Below is the proof given by Gilbert strang on pg 154 ,of the Cosine Formula :$\cos \theta=\frac{a^{\mathrm{T}} b}{\|a\|\|b\|}$
Before the proof, the only relevant thing the author defines is the inner product of two vectors $a, b$ given by $a^T.b$ and the orthogonality condition $a^Tb =0$
Authors proof:
Law of Cosines: $\quad\|b-a\|^{2}=\|b\|^{2}+\|a\|^{2}-2\|b\|\|a\| \cos \theta$
For angle $\theta$, the expression $\|b-a\|^{2}$ is $(b-a)^{T}(b-a)$, and above equation becomes $$ b^{\top} b-2 a^{\mathrm{T}} b+a^{\mathrm{T}} a=b^{\mathrm{T}} b+a^{\mathrm{T}} a-2\|b\|\|a\| \cos \theta $$ Canceling $b^{\top} b$ and $a^{\top} a$ on both sides of this equation, you recognize the formula for cosine: $a^{\top} b=\|a\|\|b\| \cos \theta .$ In fact, this proves the cosine formula in $n$ dimension since we only have to worry about the plane triangle $\mathrm{Oab}$
Question: How does this prove the cosine formula in $n$ dimensions ? The author assumes that the law of cosines works for all higher dimensional vectors without proving it .

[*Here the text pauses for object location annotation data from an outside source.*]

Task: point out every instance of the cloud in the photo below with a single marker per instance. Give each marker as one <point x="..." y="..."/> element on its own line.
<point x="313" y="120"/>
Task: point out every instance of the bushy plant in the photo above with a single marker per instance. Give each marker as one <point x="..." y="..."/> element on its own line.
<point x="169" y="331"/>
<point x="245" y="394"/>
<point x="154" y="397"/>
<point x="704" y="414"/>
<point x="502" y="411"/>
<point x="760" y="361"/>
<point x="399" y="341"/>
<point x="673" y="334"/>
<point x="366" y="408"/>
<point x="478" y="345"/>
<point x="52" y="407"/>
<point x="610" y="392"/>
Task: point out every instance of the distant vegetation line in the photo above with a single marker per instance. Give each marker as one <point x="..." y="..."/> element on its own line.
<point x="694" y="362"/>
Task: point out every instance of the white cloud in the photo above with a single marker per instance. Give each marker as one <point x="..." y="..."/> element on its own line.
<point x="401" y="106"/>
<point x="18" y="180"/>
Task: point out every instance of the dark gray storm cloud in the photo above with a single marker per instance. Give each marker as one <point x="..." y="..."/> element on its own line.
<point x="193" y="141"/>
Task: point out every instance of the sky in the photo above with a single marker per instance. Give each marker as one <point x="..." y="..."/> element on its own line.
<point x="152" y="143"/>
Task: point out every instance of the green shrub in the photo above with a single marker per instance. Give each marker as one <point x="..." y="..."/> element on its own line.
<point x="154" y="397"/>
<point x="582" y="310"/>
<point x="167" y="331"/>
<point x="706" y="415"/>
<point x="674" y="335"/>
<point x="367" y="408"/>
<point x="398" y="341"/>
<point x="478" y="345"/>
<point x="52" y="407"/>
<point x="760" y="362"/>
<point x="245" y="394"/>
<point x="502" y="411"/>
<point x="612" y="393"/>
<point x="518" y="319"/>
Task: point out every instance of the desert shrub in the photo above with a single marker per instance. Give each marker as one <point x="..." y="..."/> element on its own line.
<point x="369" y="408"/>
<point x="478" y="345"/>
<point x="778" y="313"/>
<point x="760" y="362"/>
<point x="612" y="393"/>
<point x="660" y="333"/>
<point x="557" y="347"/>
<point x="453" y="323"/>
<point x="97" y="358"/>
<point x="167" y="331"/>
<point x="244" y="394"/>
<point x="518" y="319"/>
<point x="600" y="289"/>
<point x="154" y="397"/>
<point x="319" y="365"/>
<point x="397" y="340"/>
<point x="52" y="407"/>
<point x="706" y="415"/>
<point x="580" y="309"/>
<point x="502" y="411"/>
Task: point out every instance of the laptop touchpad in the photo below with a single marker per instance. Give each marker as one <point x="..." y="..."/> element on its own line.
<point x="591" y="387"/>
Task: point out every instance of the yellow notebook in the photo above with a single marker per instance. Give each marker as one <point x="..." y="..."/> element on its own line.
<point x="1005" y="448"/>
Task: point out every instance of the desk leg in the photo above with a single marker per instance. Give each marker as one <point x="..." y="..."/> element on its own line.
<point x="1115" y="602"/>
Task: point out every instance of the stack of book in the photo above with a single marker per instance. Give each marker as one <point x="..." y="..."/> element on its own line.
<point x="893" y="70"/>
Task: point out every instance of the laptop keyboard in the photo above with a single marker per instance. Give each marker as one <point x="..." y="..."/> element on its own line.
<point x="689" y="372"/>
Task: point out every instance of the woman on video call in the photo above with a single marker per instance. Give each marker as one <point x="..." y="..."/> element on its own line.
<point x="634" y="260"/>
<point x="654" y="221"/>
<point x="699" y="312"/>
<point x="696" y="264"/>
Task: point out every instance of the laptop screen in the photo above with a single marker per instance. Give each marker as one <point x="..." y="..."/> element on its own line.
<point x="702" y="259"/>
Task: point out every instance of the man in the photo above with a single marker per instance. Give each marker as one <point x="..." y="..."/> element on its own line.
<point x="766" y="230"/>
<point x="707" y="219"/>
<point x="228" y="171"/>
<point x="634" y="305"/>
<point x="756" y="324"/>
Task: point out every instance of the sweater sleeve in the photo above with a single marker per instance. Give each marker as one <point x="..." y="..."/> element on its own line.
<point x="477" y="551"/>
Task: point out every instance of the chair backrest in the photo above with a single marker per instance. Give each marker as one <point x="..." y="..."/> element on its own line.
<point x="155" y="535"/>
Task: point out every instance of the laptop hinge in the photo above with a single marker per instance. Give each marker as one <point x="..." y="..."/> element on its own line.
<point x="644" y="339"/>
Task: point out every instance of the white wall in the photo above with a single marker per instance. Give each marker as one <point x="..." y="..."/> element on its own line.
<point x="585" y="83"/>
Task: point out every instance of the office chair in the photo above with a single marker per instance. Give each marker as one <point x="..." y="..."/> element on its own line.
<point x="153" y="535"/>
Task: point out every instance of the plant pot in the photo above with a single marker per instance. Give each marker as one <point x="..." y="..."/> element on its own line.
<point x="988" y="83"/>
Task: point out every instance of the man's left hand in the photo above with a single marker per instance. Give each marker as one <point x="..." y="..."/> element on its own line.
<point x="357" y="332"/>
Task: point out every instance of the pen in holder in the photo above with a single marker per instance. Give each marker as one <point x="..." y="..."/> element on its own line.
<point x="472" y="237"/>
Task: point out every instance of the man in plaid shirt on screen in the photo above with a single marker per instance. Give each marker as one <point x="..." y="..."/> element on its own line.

Furthermore what does "we only have to worry about the plane triangle $\mathrm{Oab}$" mean in higher dimensions?
Can anyone please help me understand this? It has been a day but I'm not getting it, if you can only hint, I'd be glad.
Thank you
What he means by "we only have to worry about the plane triangle Oab" is that the vectors a, b give rise to a 2D-triangle as in the picture. So we can just view the two vectors within the plane they span and not worry about the rest of the surrounding space.
In this light, it also makes sense that we can apply the law of cosines. As our vectors lie inside a 2D plane and we already know the law of cosines holds for triangles in 2D space, we can apply the law of cosines to the lengths of the vectors $a$, $b$ and $b - a$.